We sit with them. We do not interrupt. We do not explain. We watch.

What gets exposed in twenty minutes

On the whiteboard, the architecture is clean. Confidence-gated handoff to a human. Inline citations on every answer. A retry policy for malformed tool calls.

In the first twenty minutes of a real user touching the thing, here is what tends to actually happen. They copy the output into a Word document or an email draft. They ignore the citations. They never trigger the confidence threshold because they have already given up and gone back to the old workflow before the threshold is reached. They retry by hitting the button three times instead of waiting for the structured retry.

None of that was in the spec. All of it changes the architecture.

Three patterns we now expect

The first pattern: output destination matters more than output quality. If the user is going to paste the answer somewhere else, the rendering, the structure, and the metadata of the output have to match where it is going. A confident answer in the wrong format is still extra work.
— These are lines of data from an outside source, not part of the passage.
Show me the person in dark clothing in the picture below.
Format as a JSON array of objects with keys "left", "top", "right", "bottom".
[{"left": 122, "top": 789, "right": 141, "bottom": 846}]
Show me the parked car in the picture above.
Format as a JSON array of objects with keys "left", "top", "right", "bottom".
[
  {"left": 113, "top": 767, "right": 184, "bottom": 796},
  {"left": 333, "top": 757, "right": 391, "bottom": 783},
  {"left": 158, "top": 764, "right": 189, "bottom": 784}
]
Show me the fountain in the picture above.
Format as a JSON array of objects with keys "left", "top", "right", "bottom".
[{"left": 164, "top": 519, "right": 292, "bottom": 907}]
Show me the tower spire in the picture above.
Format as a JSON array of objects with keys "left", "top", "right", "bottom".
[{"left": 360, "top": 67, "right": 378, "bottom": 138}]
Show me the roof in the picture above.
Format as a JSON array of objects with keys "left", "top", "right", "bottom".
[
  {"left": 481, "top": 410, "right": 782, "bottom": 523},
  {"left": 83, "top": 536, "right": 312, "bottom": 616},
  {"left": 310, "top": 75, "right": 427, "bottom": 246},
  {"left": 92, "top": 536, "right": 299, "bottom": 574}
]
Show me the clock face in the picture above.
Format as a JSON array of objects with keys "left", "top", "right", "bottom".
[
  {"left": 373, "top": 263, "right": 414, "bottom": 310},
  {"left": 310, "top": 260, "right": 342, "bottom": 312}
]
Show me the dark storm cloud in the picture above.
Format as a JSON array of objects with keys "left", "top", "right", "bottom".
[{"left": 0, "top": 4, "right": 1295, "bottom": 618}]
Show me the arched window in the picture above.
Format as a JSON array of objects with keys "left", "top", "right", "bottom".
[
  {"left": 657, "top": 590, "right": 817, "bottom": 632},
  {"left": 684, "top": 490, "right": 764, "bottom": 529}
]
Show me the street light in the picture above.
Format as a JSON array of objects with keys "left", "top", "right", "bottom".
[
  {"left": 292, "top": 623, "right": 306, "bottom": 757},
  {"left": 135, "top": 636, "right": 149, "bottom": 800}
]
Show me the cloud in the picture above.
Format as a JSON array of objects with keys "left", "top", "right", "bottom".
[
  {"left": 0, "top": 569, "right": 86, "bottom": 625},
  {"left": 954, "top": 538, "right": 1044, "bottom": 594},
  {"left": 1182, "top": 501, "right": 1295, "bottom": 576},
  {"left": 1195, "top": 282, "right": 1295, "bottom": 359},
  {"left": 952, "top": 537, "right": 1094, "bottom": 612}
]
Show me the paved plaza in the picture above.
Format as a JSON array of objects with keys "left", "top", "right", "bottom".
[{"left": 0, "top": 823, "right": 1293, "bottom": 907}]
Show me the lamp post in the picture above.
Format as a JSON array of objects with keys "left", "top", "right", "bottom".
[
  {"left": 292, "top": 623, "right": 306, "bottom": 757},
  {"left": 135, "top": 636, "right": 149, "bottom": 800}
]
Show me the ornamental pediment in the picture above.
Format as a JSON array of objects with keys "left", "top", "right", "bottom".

The second pattern: latency budgets are not abstract. A confidence-gated handoff that takes seven seconds is a confidence-gated handoff that nobody triggers, because the user has already moved on. The latency budget gets written into the eval after week two, never before.

The third pattern: the failure mode the team is most worried about is rarely the one the user encounters first. Engineering teams obsess over hallucination. Users get blocked on data freshness, ambiguous phrasing, and tool-call retries that look like the system froze.

What changes after week two

Every week between "the system exists" and "a real user has touched the system" is a week of architectural debt the team does not yet know it is accruing. The fix is not better discovery. The fix is to shorten the gap.

Architecture decisions get made against a transcript of a real user struggling, not against a diagram on a whiteboard. The transcript is the source of truth. The whiteboard is a draft of what we used to believe.